Further experiments have shown that in many cases, Monkey has demonstrated impressive performance compared to GPT4V when it comes to understanding complex text-based inquiries.
The VQA task comparison results in the below figure show that by scaling up the model size, Monkey achieves significant performance advantages in tasks involving dense text.
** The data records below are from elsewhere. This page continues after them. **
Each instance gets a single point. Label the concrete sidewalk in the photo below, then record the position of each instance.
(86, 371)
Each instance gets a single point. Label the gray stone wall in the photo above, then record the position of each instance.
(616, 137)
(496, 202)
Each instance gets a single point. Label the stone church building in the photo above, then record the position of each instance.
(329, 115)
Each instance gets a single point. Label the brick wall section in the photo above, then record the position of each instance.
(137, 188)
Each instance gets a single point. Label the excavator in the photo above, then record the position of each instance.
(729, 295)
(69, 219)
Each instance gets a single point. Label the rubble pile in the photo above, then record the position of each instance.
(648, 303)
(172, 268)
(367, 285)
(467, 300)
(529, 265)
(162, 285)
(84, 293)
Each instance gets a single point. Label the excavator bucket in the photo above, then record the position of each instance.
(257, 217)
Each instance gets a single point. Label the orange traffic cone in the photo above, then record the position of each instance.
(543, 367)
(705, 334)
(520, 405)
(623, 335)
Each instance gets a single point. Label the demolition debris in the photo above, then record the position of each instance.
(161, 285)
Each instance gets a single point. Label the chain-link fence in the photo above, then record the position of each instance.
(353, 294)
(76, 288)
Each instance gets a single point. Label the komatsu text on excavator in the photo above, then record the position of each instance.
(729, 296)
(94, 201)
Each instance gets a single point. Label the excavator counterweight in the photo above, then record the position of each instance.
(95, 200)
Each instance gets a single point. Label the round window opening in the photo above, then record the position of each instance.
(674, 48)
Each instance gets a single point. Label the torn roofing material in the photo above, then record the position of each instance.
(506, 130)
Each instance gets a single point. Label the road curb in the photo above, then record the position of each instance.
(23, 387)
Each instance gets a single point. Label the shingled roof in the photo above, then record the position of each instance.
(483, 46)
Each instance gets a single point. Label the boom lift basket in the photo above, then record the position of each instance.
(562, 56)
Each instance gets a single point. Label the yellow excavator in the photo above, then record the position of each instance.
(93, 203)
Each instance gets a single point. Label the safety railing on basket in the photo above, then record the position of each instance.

It not only outperforms QwenVL-Chat [3], LLaVA-1.5 [29], and mPLUG-Owl2 [56] but also achieves promising results compared to GPT-4V [42]. This demonstrates the importance of scaling up model size for performance improvement in multimodal large models and validates our method’s effectiveness in enhancing their performance.
Practical Application
- Automated Image Captioning: Generate detailed descriptions for images in various domains, such as e-commerce, social media, and digital archives.
- Assistive Technologies: Aid visually impaired individuals by generating descriptive captions for images in real-time applications, such as screen readers and navigation aids.
- Interactive Chatbots: Integrate with chatbots to provide detailed visual explanations and context in customer support and virtual assistants, improving user experience in various services.
- Image-Based Search Engines: Improve image search capabilities by providing rich, context-aware descriptions that enhance search accuracy and relevance.
Conclusion
In this article, we discuss the Monkey chat vision model, the model achieved good results when tried with different images to generate captions or even to understand what is in the image. The research claims that the model outperforms various LMMs including GPT-4v. Its enhanced input resolution also significantly improves performance on document images with dense text. Leveraging advanced techniques such as sliding windows and cross-attention effectively balances local and global image perspectives. However, this method is also limited to processing the input images as a maximum of six patches due to the language model’s input length constraints, restricting further input resolution expansion.
Despite these limitations, the model shows significant promise in capturing fine details and providing insightful descriptions, particularly for document images with dense text.
We hope you enjoyed reading the article!